Cronista · · 6 interventi
IL CASO ABU OMAR.

Da Repubblica online.

La Corte dice no alla richiesta avanzata dall'ex numero due del Sismi Mancini
Emergono altri retroscena dall'interrogatorio dell'ex capo della security Pirelli

Tavaroli: "Non escludo che Letta sapesse del sequestro di Abu Omar"

La Corte di Cassazione: niente trasferimento a Brescia, il processo resta a Milano.


MILANO - "Mancini aveva rapporti molto stretti con il sottosegretario Gianni Letta, non escludo che gli abbia parlato del sequestro di Abu Omar". Così l'ex capo della security Pirelli Tavaroli ha risposto il 4 ottobre al procuratore aggiunto Ferdinando Pomarici. Nel chiarire un colloquio avuto a giugno con il giornalista Claudio Antonelli (anche lui indagato per favoreggiamento) ha dichiarato a verbale: "Non escludo (...) di avere ipotizzato che, se davvero - come si diceva sui giornali - il Sismi e Marco Mancini personalmente erano coinvolti nell' episodio, dati i suoi rapporti personali con l'on.le Letta, egli gliene abbia parlato".

La decisione.
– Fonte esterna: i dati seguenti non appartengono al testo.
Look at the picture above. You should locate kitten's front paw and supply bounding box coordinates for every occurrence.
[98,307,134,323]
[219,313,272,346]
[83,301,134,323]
La Corte di Cassazione ha rigettato la richiesta di trasferimento da Milano a Brescia dell'inchiesta sul rapimento di Abu Omar, avanzata dai legali di Marco Mancini, l'ex capo del controspionaggio del Sismi.

Secondo la Cassazione è predominante il principio del giudice naturale e non c'è continuazione tra le indagini appena chiuse a Milano e lo stralcio, già trasferito a Brescia, relativo alla telefonata intercettata tra il giornalista Giuseppe D'Avanzo e il procuratore aggiunto milanese Armando Spataro.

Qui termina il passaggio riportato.